INTRODUCING THE LARGEST SINGLE OIL FIELD (GREATER ANETH, SOUTHEASTERN UTAH) COLLECTION OF CARBONATE CORES IN THE ROCKY MOUNTAINS— TOOLS FOR EDUCATION AND RESEARCH
The new collection consists of cores from 127 wells totaling about 7.4 km. These cores display a wide variety of characteristics that are critical for understanding carbonate rocks—lithofacies, diagenetic events, petrophysical properties, and sequence stratigraphy (flooding surfaces, stacking patterns, cyclicity, systems tracts). The Aneth cores reveal complex packages of carbonate rocks consisting of (1) oolitic, peloidal, and skeletal grainstone and packstone, (2) phylloid-algal bafflestone, (3) microbial boundstone, and (4) deeper water, crinoid-bearing wackestone and mudstone. These lithotypes are the products of diverse depositional environments including shallow-marine beach and shoal, algal mound, low-energy restricted shelf, open-marine shelf, etc., that produce significant heterogeneity within the Aneth cores.

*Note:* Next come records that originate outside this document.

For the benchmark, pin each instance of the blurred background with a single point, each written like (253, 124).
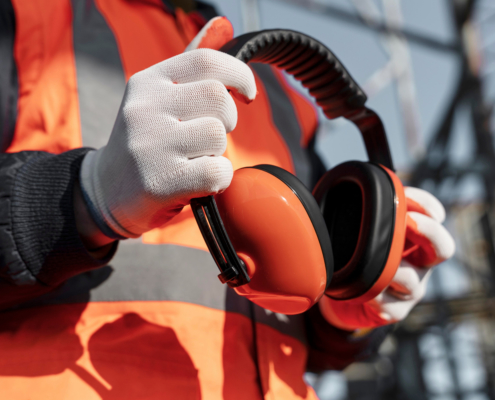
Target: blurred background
(428, 68)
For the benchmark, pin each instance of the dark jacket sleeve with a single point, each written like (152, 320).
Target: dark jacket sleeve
(40, 247)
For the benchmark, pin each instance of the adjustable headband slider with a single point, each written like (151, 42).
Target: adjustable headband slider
(233, 272)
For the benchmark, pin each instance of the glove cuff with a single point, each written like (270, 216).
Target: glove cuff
(94, 199)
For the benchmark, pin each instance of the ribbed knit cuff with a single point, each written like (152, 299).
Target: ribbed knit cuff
(44, 226)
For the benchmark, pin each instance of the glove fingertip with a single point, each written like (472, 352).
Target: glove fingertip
(213, 35)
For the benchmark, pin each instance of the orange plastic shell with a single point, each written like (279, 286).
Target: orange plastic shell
(397, 246)
(273, 234)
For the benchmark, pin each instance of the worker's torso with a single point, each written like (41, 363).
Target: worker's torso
(157, 323)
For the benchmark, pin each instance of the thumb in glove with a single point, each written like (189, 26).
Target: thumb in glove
(167, 142)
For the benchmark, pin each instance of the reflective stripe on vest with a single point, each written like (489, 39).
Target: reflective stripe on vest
(159, 311)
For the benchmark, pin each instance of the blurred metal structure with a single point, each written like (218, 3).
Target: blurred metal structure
(446, 348)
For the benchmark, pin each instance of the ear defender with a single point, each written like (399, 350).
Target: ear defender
(283, 247)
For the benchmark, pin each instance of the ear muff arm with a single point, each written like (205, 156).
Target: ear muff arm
(320, 71)
(232, 270)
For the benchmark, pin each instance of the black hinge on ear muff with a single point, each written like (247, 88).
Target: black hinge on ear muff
(232, 270)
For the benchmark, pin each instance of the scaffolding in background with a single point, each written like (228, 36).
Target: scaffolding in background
(445, 349)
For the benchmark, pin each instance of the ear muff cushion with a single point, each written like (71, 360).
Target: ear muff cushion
(312, 208)
(357, 201)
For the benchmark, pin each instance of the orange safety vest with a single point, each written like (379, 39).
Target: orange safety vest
(157, 324)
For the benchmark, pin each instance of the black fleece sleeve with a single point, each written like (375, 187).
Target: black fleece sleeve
(40, 247)
(332, 348)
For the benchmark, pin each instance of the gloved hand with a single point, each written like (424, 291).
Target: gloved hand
(427, 244)
(167, 142)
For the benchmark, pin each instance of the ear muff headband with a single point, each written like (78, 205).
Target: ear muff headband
(317, 68)
(334, 90)
(311, 207)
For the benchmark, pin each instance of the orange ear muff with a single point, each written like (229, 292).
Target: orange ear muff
(270, 238)
(364, 208)
(275, 224)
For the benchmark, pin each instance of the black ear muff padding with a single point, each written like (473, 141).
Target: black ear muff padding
(357, 200)
(311, 207)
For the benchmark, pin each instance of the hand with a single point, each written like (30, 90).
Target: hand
(427, 244)
(167, 143)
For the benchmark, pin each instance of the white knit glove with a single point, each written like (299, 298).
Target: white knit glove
(428, 243)
(167, 142)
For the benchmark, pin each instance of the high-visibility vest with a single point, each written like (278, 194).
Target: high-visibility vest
(157, 323)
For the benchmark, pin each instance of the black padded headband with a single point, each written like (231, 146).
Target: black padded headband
(312, 63)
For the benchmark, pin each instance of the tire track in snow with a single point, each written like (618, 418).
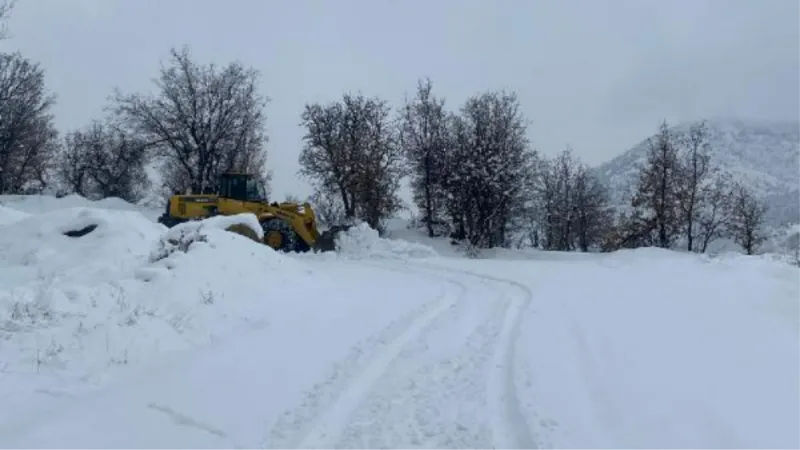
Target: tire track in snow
(321, 427)
(510, 429)
(434, 393)
(493, 349)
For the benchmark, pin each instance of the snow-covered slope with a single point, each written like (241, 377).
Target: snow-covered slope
(135, 337)
(763, 155)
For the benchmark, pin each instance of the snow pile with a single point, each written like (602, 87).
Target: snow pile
(361, 241)
(9, 215)
(39, 204)
(85, 290)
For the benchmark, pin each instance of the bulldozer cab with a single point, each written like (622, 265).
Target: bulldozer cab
(242, 187)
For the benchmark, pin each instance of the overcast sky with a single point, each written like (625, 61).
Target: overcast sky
(598, 75)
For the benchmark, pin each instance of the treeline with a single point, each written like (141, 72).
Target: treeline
(474, 175)
(201, 121)
(475, 178)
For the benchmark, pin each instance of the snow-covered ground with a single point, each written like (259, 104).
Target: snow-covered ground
(138, 337)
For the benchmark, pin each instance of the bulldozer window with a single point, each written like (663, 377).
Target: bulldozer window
(256, 191)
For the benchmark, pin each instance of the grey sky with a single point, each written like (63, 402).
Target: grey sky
(596, 75)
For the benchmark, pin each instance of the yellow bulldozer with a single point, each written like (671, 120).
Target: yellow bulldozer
(289, 227)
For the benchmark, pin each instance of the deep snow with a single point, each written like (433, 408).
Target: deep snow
(139, 337)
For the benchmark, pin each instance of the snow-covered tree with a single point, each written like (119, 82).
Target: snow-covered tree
(29, 138)
(747, 219)
(490, 168)
(425, 139)
(204, 121)
(351, 151)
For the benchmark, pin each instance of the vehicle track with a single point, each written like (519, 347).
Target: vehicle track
(328, 405)
(415, 390)
(510, 429)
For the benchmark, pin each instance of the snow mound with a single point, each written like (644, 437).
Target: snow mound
(50, 243)
(86, 291)
(10, 215)
(361, 241)
(36, 204)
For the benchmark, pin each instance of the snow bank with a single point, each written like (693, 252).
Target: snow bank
(652, 349)
(39, 204)
(361, 241)
(36, 204)
(122, 291)
(10, 215)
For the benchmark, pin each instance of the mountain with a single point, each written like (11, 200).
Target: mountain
(764, 156)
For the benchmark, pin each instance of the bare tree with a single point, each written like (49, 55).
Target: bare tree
(716, 211)
(424, 137)
(204, 121)
(747, 219)
(593, 217)
(657, 198)
(28, 138)
(5, 11)
(351, 151)
(103, 160)
(490, 168)
(692, 177)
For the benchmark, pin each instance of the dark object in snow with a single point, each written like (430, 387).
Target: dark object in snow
(82, 232)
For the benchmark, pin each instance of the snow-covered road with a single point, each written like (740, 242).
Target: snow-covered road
(437, 376)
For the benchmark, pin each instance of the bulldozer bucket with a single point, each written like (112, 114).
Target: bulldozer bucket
(327, 240)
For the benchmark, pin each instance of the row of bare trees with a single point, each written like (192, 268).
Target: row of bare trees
(473, 173)
(682, 198)
(475, 177)
(469, 170)
(201, 121)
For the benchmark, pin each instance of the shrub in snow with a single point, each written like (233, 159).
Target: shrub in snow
(363, 241)
(182, 237)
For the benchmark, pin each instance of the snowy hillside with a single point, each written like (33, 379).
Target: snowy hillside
(764, 155)
(132, 337)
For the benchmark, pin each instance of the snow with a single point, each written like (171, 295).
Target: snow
(361, 241)
(135, 336)
(763, 155)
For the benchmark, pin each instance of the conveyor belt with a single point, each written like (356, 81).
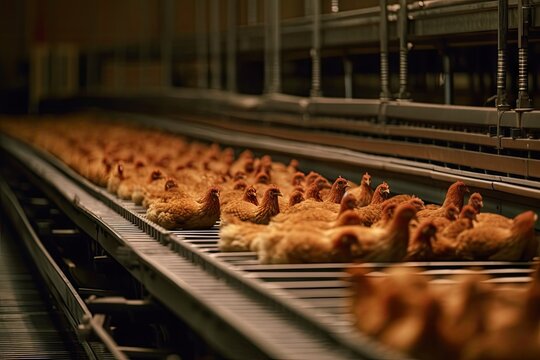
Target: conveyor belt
(29, 325)
(301, 306)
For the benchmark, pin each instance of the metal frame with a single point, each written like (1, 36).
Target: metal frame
(234, 314)
(76, 311)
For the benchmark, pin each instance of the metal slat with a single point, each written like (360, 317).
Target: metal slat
(319, 288)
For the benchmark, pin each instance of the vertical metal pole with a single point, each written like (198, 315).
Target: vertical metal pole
(276, 39)
(448, 79)
(383, 35)
(272, 47)
(252, 12)
(143, 16)
(202, 44)
(334, 7)
(524, 101)
(231, 46)
(403, 51)
(347, 69)
(502, 99)
(215, 42)
(267, 46)
(167, 42)
(316, 49)
(308, 7)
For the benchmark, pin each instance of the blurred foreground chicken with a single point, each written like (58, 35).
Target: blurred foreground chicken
(429, 321)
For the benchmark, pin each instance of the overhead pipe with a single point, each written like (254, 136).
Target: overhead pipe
(383, 35)
(316, 50)
(231, 46)
(403, 51)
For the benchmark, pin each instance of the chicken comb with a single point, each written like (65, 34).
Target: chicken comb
(240, 185)
(156, 175)
(170, 184)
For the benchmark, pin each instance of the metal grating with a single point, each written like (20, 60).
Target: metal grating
(27, 322)
(317, 293)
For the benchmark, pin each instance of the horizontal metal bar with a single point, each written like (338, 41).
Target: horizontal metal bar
(67, 297)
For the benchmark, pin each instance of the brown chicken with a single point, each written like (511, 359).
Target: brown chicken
(465, 222)
(170, 192)
(245, 211)
(420, 245)
(476, 201)
(116, 177)
(497, 243)
(304, 244)
(339, 187)
(238, 235)
(386, 244)
(229, 194)
(154, 183)
(492, 219)
(386, 215)
(296, 197)
(244, 164)
(363, 192)
(451, 214)
(188, 213)
(454, 196)
(372, 213)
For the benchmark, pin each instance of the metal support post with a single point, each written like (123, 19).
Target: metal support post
(202, 44)
(252, 12)
(448, 79)
(316, 50)
(273, 47)
(231, 46)
(524, 102)
(403, 51)
(167, 43)
(502, 99)
(215, 46)
(383, 35)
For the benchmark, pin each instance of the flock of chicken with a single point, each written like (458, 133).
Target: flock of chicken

Fractures are relatively common and there is evidence (i.e., hydrothermal dolomite, stylolite swarms, and local brecciation) of minor but important faults that may affect fluid flow. Porosity includes interparticle, shelter, intraparticle, vuggy, moldic, and intercrystalline pore networks, often enhanced by fractures. The original carbonate fabrics are commonly overprinted by dolomitization, early marine cementation, dissolution, and late, post-burial compaction and calcitic or anhydritic filling.
The Aneth core collection is now permanently preserved and publicly available at the UCRC for detailed studies by students, professors, and research organizations, as well as oil companies. The carbonate characteristics of the Paradox Formation observed in the Aneth cores provide outstanding teaching tools for geology students.